Impian untuk tampil di depan kamera dan menjadi model iklan adalah cita-cita banyak orang, terutama generasi muda yang melihat dunia periklanan dan hiburan sebagai pintu menuju popularitas dan penghasilan besar. Tak heran, ketika seseorang tiba-tiba mendapatkan pesan ajakan menjadi model dari akun yang mengaku sebagai agensi ternama, rasa senang dan penasaran pun muncul. Sayangnya, euforia ini sering kali dimanfaatkan oleh penipu dengan skenario penipuan yang terlihat meyakinkan namun berujung kerugian.
Modus ini biasanya diawali dengan pesan pribadi melalui media sosial, seperti Instagram atau WhatsApp. Pelaku mengaku sebagai perwakilan dari agensi periklanan atau rumah produksi, menyebut bahwa mereka menemukan profil atau foto korban dan menilainya cocok untuk sebuah proyek iklan. Pesannya terdengar profesional dan menggoda, lengkap dengan rincian proyek seperti brand yang akan diiklankan, tema iklan, serta bayaran yang konon sangat besar.
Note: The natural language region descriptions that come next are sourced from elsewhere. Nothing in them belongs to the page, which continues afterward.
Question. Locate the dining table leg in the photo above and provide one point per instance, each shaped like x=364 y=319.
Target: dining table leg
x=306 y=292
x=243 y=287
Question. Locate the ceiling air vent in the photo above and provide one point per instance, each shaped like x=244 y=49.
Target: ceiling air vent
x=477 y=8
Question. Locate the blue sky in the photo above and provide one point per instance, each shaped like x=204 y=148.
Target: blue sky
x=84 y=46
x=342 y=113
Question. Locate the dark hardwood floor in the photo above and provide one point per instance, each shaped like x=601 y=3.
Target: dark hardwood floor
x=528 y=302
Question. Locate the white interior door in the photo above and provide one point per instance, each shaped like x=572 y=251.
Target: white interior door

Agar semakin meyakinkan, pelaku menyebut bahwa pemotretan akan dilakukan secara profesional dan hasilnya akan dimasukkan ke dalam portofolio agensi. Mereka menyertakan tautan ke akun media sosial agensi palsu yang tampak aktif, bahkan kadang mencantumkan testimoni dari “model-model sebelumnya”. Semua ini dirancang agar korban merasa sedang berhadapan dengan pihak yang kredibel.
Setelah korban menyatakan minat, pelaku menyampaikan bahwa sesi photoshoot akan dilakukan dalam waktu dekat dan korban perlu segera mengamankan slot. Namun, agar bisa mengikuti sesi tersebut, korban diminta membayar sejumlah uang sebagai biaya pendaftaran, makeup, wardrobe, atau sewa studio. Angka yang diminta bervariasi, tergantung pada skenario yang dimainkan—namun biasanya antara ratusan ribu hingga jutaan rupiah.
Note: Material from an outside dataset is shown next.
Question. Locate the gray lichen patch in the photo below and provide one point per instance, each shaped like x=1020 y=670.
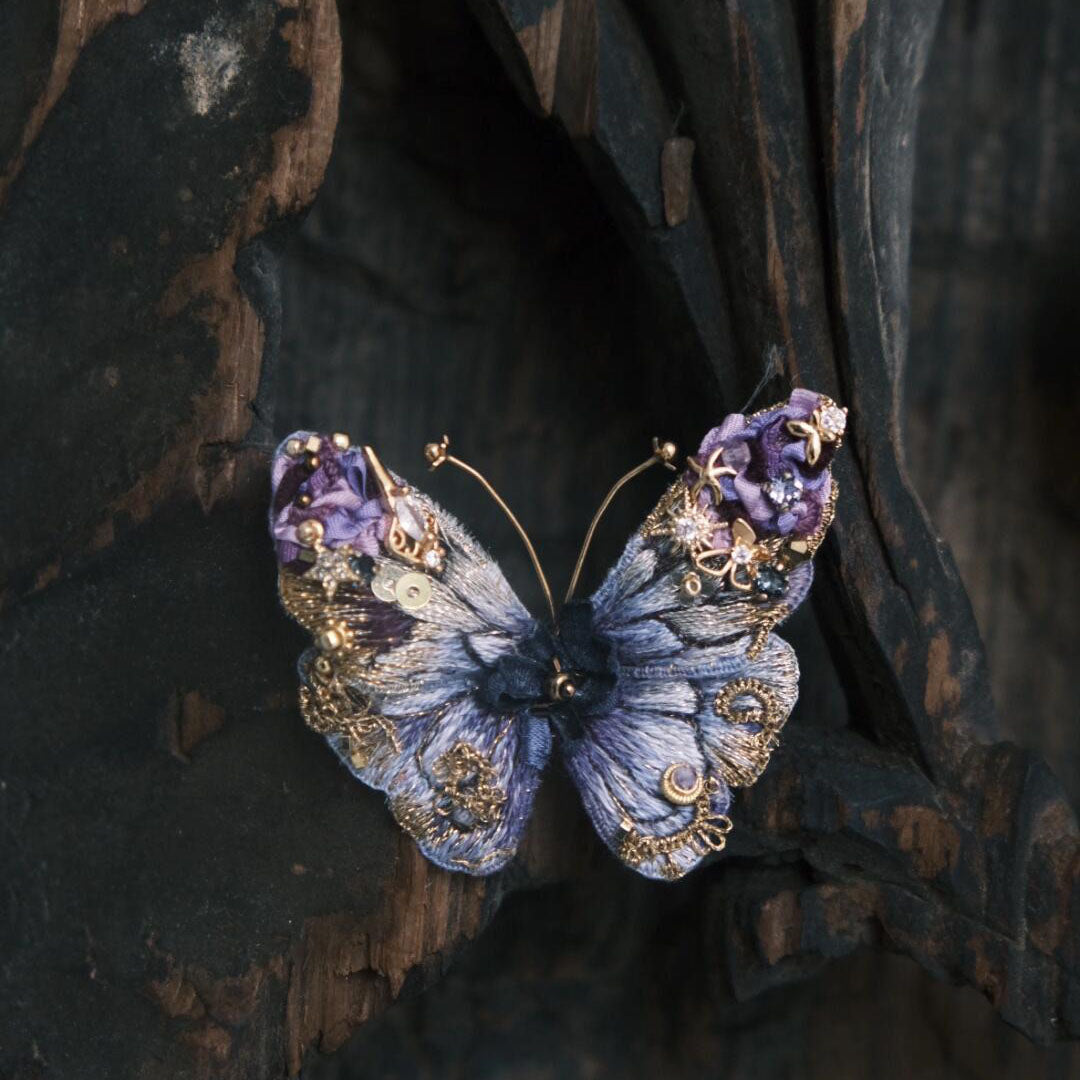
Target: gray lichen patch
x=211 y=63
Pelaku berjanji bahwa biaya tersebut akan dikembalikan setelah proyek selesai atau langsung dipotong dari pembayaran fee model. Karena merasa ini adalah peluang emas dan takut kehilangan kesempatan, korban akhirnya mentransfer uang tanpa banyak bertanya. Setelah itu, pelaku terus memberi janji palsu—mulai dari revisi jadwal, teknis pemotretan, hingga alasan-alasan lain yang terus ditunda.
Ketika korban mulai curiga dan menagih kepastian, pelaku menghilang. Kontak diputus, akun media sosial menghilang, dan semua janji pekerjaan lenyap tanpa jejak. Korban pun baru menyadari bahwa mereka telah menjadi sasaran penipuan bermodus lowongan model.
Yang membuat modus ini berbahaya adalah kemampuannya menyasar sisi emosional korban. Pelaku tidak hanya memanfaatkan keinginan untuk tampil di depan kamera, tetapi juga mengeksploitasi kepercayaan diri, harapan, dan semangat berkarier. Dalam beberapa kasus, korban bahkan malu untuk menceritakan apa yang terjadi, karena merasa telah tertipu oleh impiannya sendiri.
Untuk menghindari penipuan semacam ini, masyarakat perlu lebih kritis terhadap tawaran kerja yang datang tiba-tiba, apalagi jika diiringi permintaan uang di awal proses. Agensi model dan rumah produksi profesional biasanya tidak akan meminta biaya di awal kepada talenta yang direkrut. Justru mereka membayar model setelah pekerjaan selesai, bukan sebaliknya.
Lakukan verifikasi menyeluruh terhadap agensi yang menghubungi. Cari tahu apakah perusahaan tersebut benar-benar ada, apakah mereka memiliki alamat kantor, website resmi, dan kontak yang bisa diverifikasi. Hindari agensi yang hanya berkomunikasi melalui chat pribadi tanpa pertemuan langsung atau kontrak tertulis.
Penting juga untuk berkonsultasi dengan orang yang lebih berpengalaman di dunia modeling, atau bertanya di komunitas dan forum yang relevan. Banyak penipuan bisa dihindari jika calon korban mengambil waktu untuk mencari informasi tambahan sebelum membuat keputusan.
Dunia modeling memang penuh peluang, tetapi juga dipenuhi jebakan yang memanfaatkan ambisi dan ketidaktahuan. Jangan biarkan keinginan untuk tampil di depan kamera membuat Anda kehilangan kewaspadaan. Lebih baik menolak tawaran yang mencurigakan daripada menyesal karena terjebak penipuan yang menyakitkan.